L’amnésie historique de l’utopie islamiste
Le panislamisme contemporain idéalise également un passé mythique. Selon les panislamistes, la oumma, ou communauté musulmane mondiale, est née à une époque où les musulmans n’étaient pas humiliés par les Empires « blancs » racistes ou par l’agression des puissances occidentales. Le projet des panislamistes est de « redonner vie à la oumma ». Pourtant, la notion d’un âge d’or fondé sur l’unité politique et la solidarité musulmanes repose largement sur une amnésie du passé impérial. Les sociétés musulmanes n’étaient jamais politiquement unies et il n’y a jamais eu de sociétés musulmanes homogènes en Eurasie. Aucun des empires dirigés par la dynastie musulmane ne visait à soumettre les non-musulmans à leur croyance. Comme les monarchies ottomane, perse ou égyptienne de la fin du XIXe siècle, ces empires étaient multiethniques, employant des milliers de bureaucrates non musulmans. Les populations musulmanes n’ont tout simplement jamais invoqué la moindre solidarité mondiale musulmane avant la fin du XIXe siècle, en réaction à la colonisation européenne.

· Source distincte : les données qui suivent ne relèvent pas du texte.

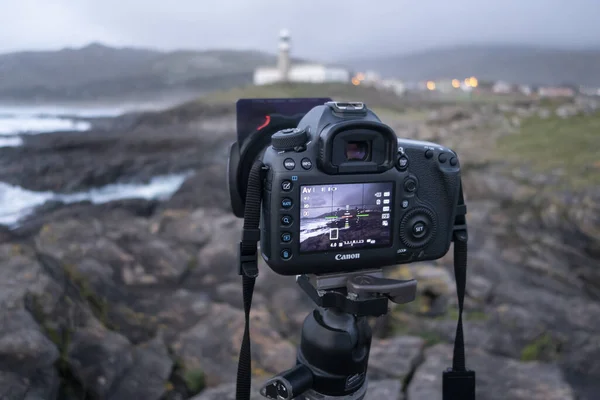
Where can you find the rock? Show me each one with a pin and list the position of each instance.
(497, 378)
(99, 358)
(227, 392)
(216, 354)
(156, 261)
(389, 389)
(21, 275)
(394, 358)
(148, 375)
(43, 384)
(23, 346)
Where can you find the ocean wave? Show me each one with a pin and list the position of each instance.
(17, 203)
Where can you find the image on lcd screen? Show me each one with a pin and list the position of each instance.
(346, 216)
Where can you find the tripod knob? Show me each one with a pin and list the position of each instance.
(397, 291)
(288, 384)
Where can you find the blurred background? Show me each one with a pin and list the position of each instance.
(118, 250)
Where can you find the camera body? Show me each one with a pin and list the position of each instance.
(342, 193)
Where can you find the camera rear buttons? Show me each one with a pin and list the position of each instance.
(286, 203)
(402, 163)
(289, 164)
(306, 163)
(410, 185)
(286, 220)
(286, 254)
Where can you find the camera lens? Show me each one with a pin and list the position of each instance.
(357, 151)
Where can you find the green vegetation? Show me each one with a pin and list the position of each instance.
(571, 145)
(541, 348)
(194, 380)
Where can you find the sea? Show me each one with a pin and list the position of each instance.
(17, 121)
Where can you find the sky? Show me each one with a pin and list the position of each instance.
(324, 30)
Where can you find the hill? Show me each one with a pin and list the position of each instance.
(518, 64)
(98, 71)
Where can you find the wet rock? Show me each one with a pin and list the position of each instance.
(148, 375)
(227, 392)
(23, 346)
(157, 261)
(99, 358)
(389, 389)
(394, 358)
(42, 384)
(216, 354)
(20, 275)
(497, 378)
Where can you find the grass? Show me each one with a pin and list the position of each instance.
(572, 145)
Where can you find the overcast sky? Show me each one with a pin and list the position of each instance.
(320, 29)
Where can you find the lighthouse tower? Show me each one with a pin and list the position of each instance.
(283, 62)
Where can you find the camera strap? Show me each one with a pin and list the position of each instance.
(248, 269)
(458, 382)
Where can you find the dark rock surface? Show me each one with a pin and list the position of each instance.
(141, 299)
(497, 377)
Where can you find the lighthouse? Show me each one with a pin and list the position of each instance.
(307, 72)
(283, 60)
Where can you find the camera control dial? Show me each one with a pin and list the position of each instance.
(417, 227)
(289, 139)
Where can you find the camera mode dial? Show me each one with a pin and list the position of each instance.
(289, 139)
(417, 227)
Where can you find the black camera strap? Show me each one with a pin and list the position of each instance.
(458, 382)
(248, 268)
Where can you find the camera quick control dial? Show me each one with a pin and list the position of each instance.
(418, 227)
(289, 139)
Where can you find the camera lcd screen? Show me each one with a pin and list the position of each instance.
(345, 216)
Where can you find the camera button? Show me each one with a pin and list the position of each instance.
(286, 220)
(286, 254)
(402, 163)
(419, 229)
(306, 163)
(289, 164)
(410, 185)
(286, 203)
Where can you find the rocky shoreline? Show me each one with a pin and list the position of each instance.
(140, 299)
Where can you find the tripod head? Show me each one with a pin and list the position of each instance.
(334, 348)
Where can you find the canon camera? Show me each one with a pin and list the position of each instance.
(343, 193)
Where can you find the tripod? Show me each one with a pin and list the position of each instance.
(333, 355)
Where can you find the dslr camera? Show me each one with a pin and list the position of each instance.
(334, 196)
(343, 192)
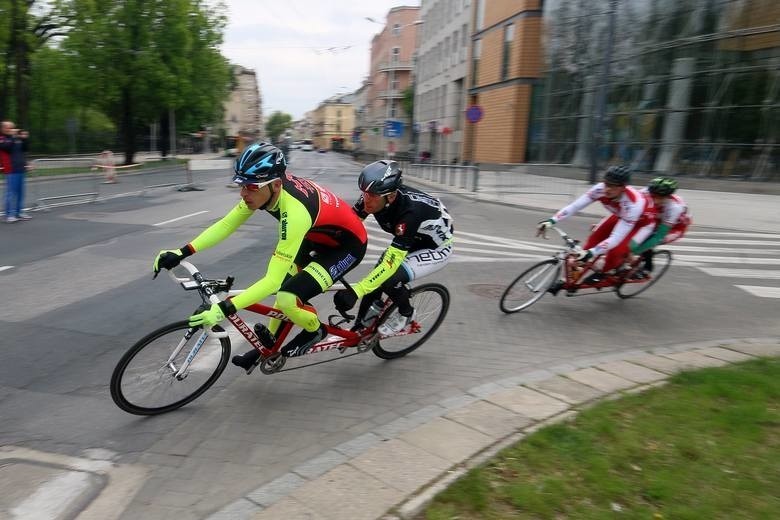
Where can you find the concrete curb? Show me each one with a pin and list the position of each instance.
(394, 471)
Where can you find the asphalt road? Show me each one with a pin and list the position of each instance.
(78, 291)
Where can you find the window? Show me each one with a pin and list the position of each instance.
(475, 55)
(480, 18)
(509, 36)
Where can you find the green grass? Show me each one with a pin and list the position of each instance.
(48, 172)
(704, 446)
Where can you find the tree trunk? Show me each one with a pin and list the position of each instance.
(128, 124)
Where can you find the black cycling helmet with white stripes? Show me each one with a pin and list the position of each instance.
(380, 177)
(259, 164)
(619, 175)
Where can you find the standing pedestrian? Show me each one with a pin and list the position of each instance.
(13, 146)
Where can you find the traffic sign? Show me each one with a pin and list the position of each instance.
(474, 113)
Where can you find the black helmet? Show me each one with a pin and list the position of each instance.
(617, 175)
(380, 177)
(259, 163)
(662, 186)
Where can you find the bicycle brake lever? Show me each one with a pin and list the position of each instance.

Le terme de « monde musulman » est apparu dans les années 1870. Ce sont les missionnaires européens et les officiers coloniaux qui l’ont introduit dans les discours pour désigner, dans une vision racialiste, les populations situées entre l’est asiatique et l’Afrique. Ils l’utilisaient également pour exprimer leur crainte d’une possible révolte musulmane, même si les sujets musulmans de l’Empire britannique n’étaient ni plus ni moins rebelles à l’Empire que les sujets hindous ou bouddhistes. Après la grande rébellion indienne de 1857, lorsque les hindous et les musulmans se sont soulevés contre les Britanniques, certains officiers coloniaux ont accusé les musulmans d’être à l’origine de ce soulèvement. William Wilson Hunter, un officier britannique, s’est demandé si les musulmans indiens pouvaient être fidèles à un monarque chrétien dans son ouvrage publié en 1871 et qui a exercé une grande influence. En réalité, les musulmans n’étaient pas très différents des hindous en termes de loyauté et de critique de l’empire britannique. Signalons que des représentants de l’élite musulmane indienne, tel que le réformiste Syed Ahmad Khan, ont publié des écrits réfutant les thèses de William Hunter. Mais ce faisant, ils ont également validé ses propres termes du débat, dans lesquels les musulmans constituaient une catégorie distincte des Indiens.